I've been thinking about this picture all day, mainly because it is how I feel this holiday season: as if I'm on the other side of a sheet of glass, watching it all happen with a sort of awe and confusion, not really in the thick of it myself. Maybe I should be contented here. The goal in my life right now is to strive for simplicity in as many ways as I can find it, and there is this thin line, light and transparent as a window in winter, during American holidays between genuine simplicity and psycho commercialism. Maybe I'm afraid I'll get sucked in. It's cold on the other side of the glass, and people aren't typically too forgiving of grown women without their pants on in public.
My plan is to delve as deeply as possible into our "Rust Family Handmade Christmas," and for the sake of the kids, I'll fake the holiday spirit better than Meg Ryan faked that classic orgasm in When Harry Met Sally. And the kids are pumped. This morning in the car on the way to school, Elias couldn't stop talking about all the great ideas he's come up with for the gifts he'd like to make. He thinks he can construct a Fraggle (yes, as in the Muppets) for Clementine entirely out of paper. He's considering hand-sewing a stuffed music note for his dad (pretend you didn't read that, Chris). He told every friend he saw as he hung up his backpack and coat at school about our "homemade Christmas," his voice emitting the same pitch and fervor you would expect of "Guess what, Jimmy? We're going to Disney land and we're going to live there forever." When Chloe got home from school, she asked for immediate use of my laptop and wondered where she could find wire and glass beads for a secret project she was working on.
Seriously, people: these kids don't want toys from the store. My kids. The ones I birthed. Shouldn't I have gotten this memo sooner? Hot damn. We should have done this years ago. If we can just ban Christmas music, it will be the Best. Christmas. Ever.
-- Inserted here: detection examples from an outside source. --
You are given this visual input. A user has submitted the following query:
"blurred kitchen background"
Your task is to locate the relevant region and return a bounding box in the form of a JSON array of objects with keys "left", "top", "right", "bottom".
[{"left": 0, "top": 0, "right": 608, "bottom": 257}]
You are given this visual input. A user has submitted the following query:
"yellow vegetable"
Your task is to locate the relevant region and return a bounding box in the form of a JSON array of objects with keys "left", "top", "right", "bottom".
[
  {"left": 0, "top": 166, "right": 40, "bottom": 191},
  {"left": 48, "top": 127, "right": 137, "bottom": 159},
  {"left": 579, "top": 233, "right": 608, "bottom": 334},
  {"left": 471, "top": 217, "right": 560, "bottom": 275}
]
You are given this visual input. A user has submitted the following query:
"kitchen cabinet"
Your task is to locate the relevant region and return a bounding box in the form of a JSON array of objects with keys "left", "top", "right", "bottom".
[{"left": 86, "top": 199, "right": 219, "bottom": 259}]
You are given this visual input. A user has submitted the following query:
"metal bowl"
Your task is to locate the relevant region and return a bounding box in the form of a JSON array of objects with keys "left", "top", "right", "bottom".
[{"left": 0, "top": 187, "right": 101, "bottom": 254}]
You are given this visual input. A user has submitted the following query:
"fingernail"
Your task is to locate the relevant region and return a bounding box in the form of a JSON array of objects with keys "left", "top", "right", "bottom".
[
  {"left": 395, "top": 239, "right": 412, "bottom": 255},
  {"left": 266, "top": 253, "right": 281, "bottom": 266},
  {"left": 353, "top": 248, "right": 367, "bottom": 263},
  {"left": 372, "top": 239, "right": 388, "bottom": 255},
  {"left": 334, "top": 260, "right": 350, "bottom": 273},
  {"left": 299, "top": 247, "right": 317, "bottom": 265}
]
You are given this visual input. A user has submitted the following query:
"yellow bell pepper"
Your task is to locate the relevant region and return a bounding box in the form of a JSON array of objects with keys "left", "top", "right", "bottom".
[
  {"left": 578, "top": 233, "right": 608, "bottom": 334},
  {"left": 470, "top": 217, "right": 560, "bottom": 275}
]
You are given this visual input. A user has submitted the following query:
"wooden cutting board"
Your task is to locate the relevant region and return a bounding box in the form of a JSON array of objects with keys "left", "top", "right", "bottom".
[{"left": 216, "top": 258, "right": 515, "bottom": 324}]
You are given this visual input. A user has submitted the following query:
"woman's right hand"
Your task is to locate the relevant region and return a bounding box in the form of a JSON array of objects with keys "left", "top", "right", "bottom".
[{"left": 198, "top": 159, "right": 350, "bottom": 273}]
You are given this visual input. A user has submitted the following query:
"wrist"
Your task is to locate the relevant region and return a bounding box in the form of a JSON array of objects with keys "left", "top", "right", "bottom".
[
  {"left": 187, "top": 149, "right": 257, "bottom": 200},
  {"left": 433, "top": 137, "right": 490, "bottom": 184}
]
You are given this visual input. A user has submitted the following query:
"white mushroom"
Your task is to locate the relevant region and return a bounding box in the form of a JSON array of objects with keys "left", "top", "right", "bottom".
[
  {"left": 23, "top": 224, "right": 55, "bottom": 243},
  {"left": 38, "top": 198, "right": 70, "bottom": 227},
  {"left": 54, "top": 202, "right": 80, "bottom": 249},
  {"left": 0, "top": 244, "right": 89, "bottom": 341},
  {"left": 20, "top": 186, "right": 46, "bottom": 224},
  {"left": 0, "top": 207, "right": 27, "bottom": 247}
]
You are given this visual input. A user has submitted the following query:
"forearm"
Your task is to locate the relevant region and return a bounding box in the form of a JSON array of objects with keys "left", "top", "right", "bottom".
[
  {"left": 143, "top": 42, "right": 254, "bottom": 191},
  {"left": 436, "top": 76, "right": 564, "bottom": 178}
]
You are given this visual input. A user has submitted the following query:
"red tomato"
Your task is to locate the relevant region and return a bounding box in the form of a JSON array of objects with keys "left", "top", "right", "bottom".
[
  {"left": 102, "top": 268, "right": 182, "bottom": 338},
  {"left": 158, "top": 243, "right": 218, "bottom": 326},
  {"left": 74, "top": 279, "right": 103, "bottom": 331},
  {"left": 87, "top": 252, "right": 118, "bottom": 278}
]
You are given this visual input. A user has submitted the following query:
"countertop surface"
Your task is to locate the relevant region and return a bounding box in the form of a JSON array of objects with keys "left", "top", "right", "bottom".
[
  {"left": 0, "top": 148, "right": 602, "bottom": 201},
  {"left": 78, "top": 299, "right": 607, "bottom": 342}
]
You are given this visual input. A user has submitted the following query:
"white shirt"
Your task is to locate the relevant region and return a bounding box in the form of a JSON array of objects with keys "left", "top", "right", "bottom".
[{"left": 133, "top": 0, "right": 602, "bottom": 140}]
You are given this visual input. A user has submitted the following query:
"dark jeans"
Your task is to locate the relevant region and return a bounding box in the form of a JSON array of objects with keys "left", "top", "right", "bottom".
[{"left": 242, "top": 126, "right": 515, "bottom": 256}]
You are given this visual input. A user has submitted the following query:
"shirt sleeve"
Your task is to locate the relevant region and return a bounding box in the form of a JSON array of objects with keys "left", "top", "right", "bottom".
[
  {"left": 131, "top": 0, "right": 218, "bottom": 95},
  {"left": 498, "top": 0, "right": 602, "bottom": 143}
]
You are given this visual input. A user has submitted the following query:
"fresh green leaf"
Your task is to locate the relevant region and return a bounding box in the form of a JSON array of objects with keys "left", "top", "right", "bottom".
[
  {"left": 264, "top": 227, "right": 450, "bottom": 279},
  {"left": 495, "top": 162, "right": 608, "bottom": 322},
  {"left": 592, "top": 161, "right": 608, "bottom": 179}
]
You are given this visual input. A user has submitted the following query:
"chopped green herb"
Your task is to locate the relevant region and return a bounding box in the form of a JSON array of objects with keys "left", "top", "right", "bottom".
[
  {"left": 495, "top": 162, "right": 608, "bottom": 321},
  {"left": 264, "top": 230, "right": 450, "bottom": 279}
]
I'm hoping to make a very rudimentary advent calendar tomorrow. Instead of the traditional piece of candy or small gift on each day leading up to Christmas, though, I'd like the kids to get personalized notes from either Chris or I--little observations we've made of them, what we love about their personalities, plans we have for the future. I'll be laid up for a day or so after a minor surgical procedure (more on that in the next post), so I have no excuse not to be productive on this project. Other than that really lame one: I can't because I haven't finished the manuscript that was supposed to be done two months ago. Because let's face it: that's about as bad as "The dog ate my homework." Except in this case, metaphorically speaking, the dog really has eaten my homework.
Crap.
And if anyone has ideas for an easy handmade plush giraffe, I'll be forever in your debt.